Anda tercatat pernah mendapatkan beasiswa dari Pemerintah Amerika Serikat. Bisa diceritakan lebih lanjut?
Waktu itu tahun 2008, saya pengen banget sekolah ke luar negeri. Karena gak ada biaya, mau gak mau saya harus cari beasiswa. Lalu saya lihat iklan pendaftaran beasiswa lewat AMINEF di surat kabar, iseng saya apply. Dadakan ambil TOEFL dan ngurus semua dokumennya karena saya apply last minute. Eh, kok dapat.
Saya ambil yang vocational program, non-degree di jurusan Manajemen Bisnis, programnya cuma satu tahun. Juni 2008 saya berangkat ke Amerika, awal Juli 2009 saya kembali ke Indonesia dan bekerja di ASEAN Secretariat yg notabene non profit, bukan bisnis. Hahaha!
Apa pesan Anda kepada adik-adik calon pemburu beasiswa di Amerika Serikat?
Tentukan goal kamu dulu, lalu tentukan jurusan yang dan rencana ke depannya seperti apa. Faktor universtas yang kamu pilih juga penting, kalau bisa masuk ke Ivy League sekalian.
Anda juga pernah menjadi penerima beasiswa dari pemerintah Australia. Bisa dijelaskan lebih rinci?
Setelah 2 tahun bekerja di ASEAN Secretariat, saya berkesempatan memperoleh beasiswa dari Pemerintah Australia melalui Endeavour Scholarship. Saya memutuskan untuk belajar Public Relations selama 2 tahun di Melbourne. Prosesnya tanpa wawancara tapi persyaratan dokumen dan pertanyaan-pertanyaan yang harus dijawab di online formulir jauh lebih banyak dan cukup sulit. Dari ribuan pelamar dari kawasan Asia Pacifik, hanya 200 orang yang diterima terumasuk saya.
Apa plus minus belajar di Amerika Serikat dan Australia menurut Anda?
Saya lihat tidak jauh berbeda ya, kedua negara menerapkan standar kwalitas pendidikan yang tinggi dan fasilitas kampus yang hampir sama, dosen-dosennya juga sangat supportive dan accommodative. Secara geografis, Australia lebih dekat ke Indonesia, jadi kalau liburan kuliah bisa pulang karena uang sakunya juga cukup besar. Selain itu, di Australia, penerima beasiswa diperbolehkan bekerja selama 20 jam seminggu baik di dalam maupun di luar kampus. Di Amerika hanya boleh di dalam lingkungan kampus.

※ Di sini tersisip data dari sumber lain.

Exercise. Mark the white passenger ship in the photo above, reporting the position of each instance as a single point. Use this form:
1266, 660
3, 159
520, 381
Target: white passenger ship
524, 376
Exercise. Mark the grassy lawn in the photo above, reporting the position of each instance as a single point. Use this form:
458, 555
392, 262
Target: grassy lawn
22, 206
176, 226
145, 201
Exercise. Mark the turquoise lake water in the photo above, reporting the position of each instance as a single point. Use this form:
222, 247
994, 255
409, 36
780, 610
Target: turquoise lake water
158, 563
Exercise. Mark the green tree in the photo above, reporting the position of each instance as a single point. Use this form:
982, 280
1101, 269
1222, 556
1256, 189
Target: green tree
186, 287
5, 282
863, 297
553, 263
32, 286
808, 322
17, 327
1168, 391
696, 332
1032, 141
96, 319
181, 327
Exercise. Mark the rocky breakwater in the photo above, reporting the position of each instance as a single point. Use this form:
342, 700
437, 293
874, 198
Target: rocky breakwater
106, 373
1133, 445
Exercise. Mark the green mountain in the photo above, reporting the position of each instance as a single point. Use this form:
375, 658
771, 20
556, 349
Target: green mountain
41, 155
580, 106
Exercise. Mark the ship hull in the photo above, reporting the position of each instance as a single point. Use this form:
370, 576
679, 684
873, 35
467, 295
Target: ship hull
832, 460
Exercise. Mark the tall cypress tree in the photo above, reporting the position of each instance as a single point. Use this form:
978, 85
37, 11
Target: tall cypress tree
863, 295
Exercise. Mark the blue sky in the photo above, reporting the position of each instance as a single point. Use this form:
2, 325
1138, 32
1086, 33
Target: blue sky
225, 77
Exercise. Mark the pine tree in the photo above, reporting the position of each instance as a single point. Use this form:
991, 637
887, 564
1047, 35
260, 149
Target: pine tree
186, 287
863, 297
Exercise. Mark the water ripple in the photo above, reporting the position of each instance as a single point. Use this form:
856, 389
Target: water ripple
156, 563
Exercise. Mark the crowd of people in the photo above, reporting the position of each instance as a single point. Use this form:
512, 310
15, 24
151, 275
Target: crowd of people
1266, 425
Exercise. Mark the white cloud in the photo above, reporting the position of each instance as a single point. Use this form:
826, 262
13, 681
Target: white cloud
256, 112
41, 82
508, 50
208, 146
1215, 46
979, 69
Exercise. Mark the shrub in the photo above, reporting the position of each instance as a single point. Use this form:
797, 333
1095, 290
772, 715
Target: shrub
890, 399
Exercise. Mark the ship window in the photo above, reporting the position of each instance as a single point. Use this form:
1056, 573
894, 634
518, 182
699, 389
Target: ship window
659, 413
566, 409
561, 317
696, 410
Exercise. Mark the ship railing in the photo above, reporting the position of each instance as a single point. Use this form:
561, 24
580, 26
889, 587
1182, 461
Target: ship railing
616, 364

Bagaiman tips dan trik dari Anda untuk adik-adik yang ingin belajar di luar negeri?
Gak ada trik khusus, haha! You don’t have to be a genius to get a scholarship, you just need to know what you really want and have a clear plan. Oh, and improve your English and academic writing skills.
Pengalaman kerja Anda sangatlah beragam. Dari organisasi internasional, perhotelan, hingga agensi periklanan. Apa suka duka bekerja di lintas bidang?
Saya orangnya suka penasaran. Penasaran ingin belajar dan mencoba sesuatu yang baru. Mungkin karena saya orangnya cepat bosan. Sukanya saya jadi tahu banyak hal dan kenal dengan banyak orang dari berbagai kalangan. Dari mulai kalangan diplomat hingga pekerja kreatif. Dukanya, CV-saya jadi random dan biasanya employer kurang suka ini, tapi ada juga yang melihatnya sebagai kelebihan, antara lain adaptive dan fast learner.
Menurut Anda, apa yang kurang dari sistem pendidikan di Indonesia?
Banyak banget! Salah satunya akses pendidikan untuk semua. Seharusnya pemerintah memfasilitasi adult learning dan kelas karyawan lebih banyak lagi untuk karyawan-karyawan atau orang dewasa yang ingin melanjutkan pendidikannya. Kalau perlu berikan juga beberapa program beasiswa tanpa batasan umur. Beasiswa di Indonesia selalu dibatasi umur.